The drop in denim came as men’s sportswear sales increased 2.4 percent in the 12 months ended in February to $34.53 billion.
Despite the small overall drop in men’s sales, many brands in the premium sector have experienced strong growth over the past year, as category leaders like True Religion, Seven For All Mankind and AG Adriano Goldschmied took market share from smaller, less established players — which observers attributed to retailers that are consolidating their buys.
At True Religion, the men’s business has outpaced women’s and now represents more than 50 percent of sales. “We find men are much less resistant to price, even in our current economic situation,” said Jeff Lubell, chairman and chief executive officer of the Vernon, Calif.-based firm. “This is particularly true in our own stores. The average price of men’s jeans in our stores is well over $250.”
In the first quarter of the year, True Religion posted a 37.6 percent increase in sales in its 97 domestic stores, including a 7.4 percent comps gain.
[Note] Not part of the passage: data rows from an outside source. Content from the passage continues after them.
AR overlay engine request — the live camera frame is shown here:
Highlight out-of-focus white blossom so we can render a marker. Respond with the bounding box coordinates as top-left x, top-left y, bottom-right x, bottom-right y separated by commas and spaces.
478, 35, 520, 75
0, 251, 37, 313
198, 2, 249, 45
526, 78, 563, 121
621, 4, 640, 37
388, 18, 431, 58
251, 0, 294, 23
Handcrafted washes with innovative details like one-of-a-kind shank buttons and rivets made from reclaimed tin signs are driving sales at True Religion, said Lubell — but the company also is focusing on adding less embellished styles to its merchandise mix. This fall, True Religion is introducing a new “Phantom” group of styles, providing an alternative to its usual boldly branded product. “Although embellishments are still important in the market, and will be important for our brand, there is demand for cleaner pocket styling and less stitch detail,” said Lubell.
At crosstown rival Seven For All Mankind, which is owned by VF Corp., men’s sales are also outpacing women’s. “Men’s buyers did not reduce their inventory levels like women’s did during the recession. As a general rule, the men’s business is less trend-driven, and so the assortments were kept diverse, which put them in a better position for a rebound,” said Susan Kellogg, president of VF Corp.’s contemporary brands coalition.
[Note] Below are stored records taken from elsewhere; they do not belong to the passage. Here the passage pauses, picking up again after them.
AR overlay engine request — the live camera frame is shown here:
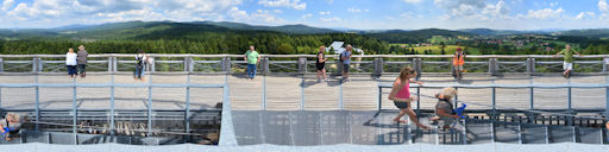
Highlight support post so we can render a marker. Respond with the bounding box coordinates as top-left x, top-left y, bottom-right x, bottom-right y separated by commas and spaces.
298, 56, 307, 75
72, 79, 77, 144
223, 57, 231, 74
489, 58, 498, 76
32, 57, 39, 73
603, 57, 609, 73
107, 57, 113, 73
0, 57, 4, 72
184, 57, 193, 72
374, 57, 384, 76
377, 86, 382, 111
188, 57, 194, 73
413, 58, 422, 79
263, 57, 270, 75
35, 76, 40, 131
112, 57, 118, 72
150, 57, 156, 73
110, 75, 115, 139
147, 77, 153, 136
185, 75, 191, 135
527, 58, 535, 76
In washes, Seven For All Mankind is turning toward more vintage washes and away from the cleaner looks it’s best known for. “Men’s denim is heading away from the clean, dark look that has characterized the past few seasons and moving more toward authentically distressed styles,” said Kellogg.
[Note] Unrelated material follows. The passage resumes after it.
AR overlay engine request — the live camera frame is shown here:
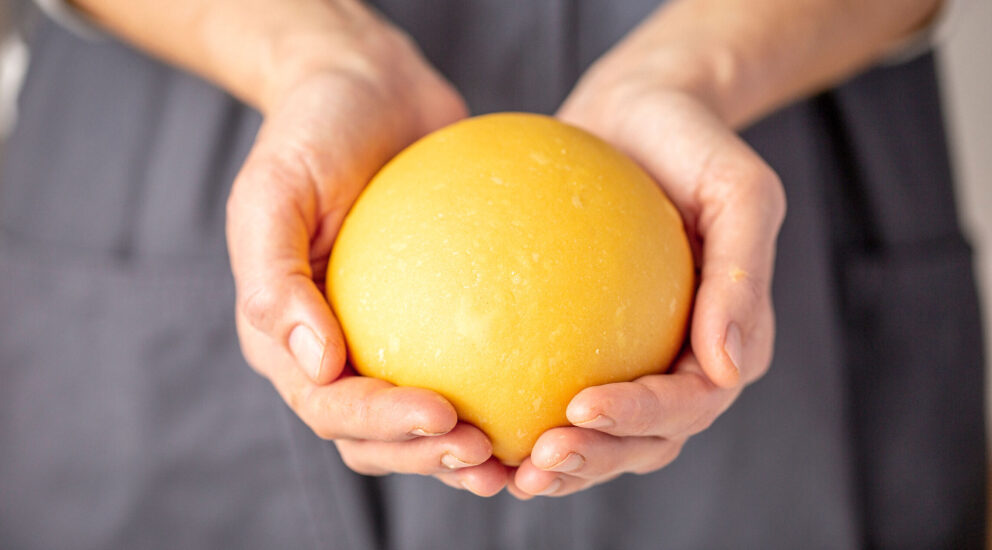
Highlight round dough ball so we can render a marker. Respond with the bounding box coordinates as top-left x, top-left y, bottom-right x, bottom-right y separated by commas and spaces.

As at many denim makers, non-indigo colors are becoming more important at Seven For All Mankind, including blacks, grays, browns and even brick red. Corduroy and chino styles in jeans fits are also key components of the mix.
Year-to-date at AG Adriano Goldschmied, sales are up 30 percent over 2010, with men’s comprising about 35 percent of total sales. The company is forecasting total brand sales of $80 million to $90 million this year.
“We’re seeing big-time increases in our slim straight leg ‘Matchbox’ fit,” said Sam Ku, men’s designer at the brand, owned by Southgate, Calif.-based Koos Manufacturing Inc. Prices for cotton and other raw materials are up about 20 to 30 percent for the company and that’s been reflected in retail prices. “It hasn’t been a huge price increase. It’s been very fair and there hasn’t been much resistance at retail,” said Ku.
At Diesel, price increases on raw materials led the company to phase out some longtime carryover fabrics and washes. “We worked hard to develop a new range of fabrics and washes, with a clear added value,” said Stefano Rosso, head of strategic brand alliances at the Molvena, Italy-based denim giant. For fall, Diesel is taking comfort to a new level with its JoggJeans, which are fashioned from denim that combines the properties of a jean and a sweat pant.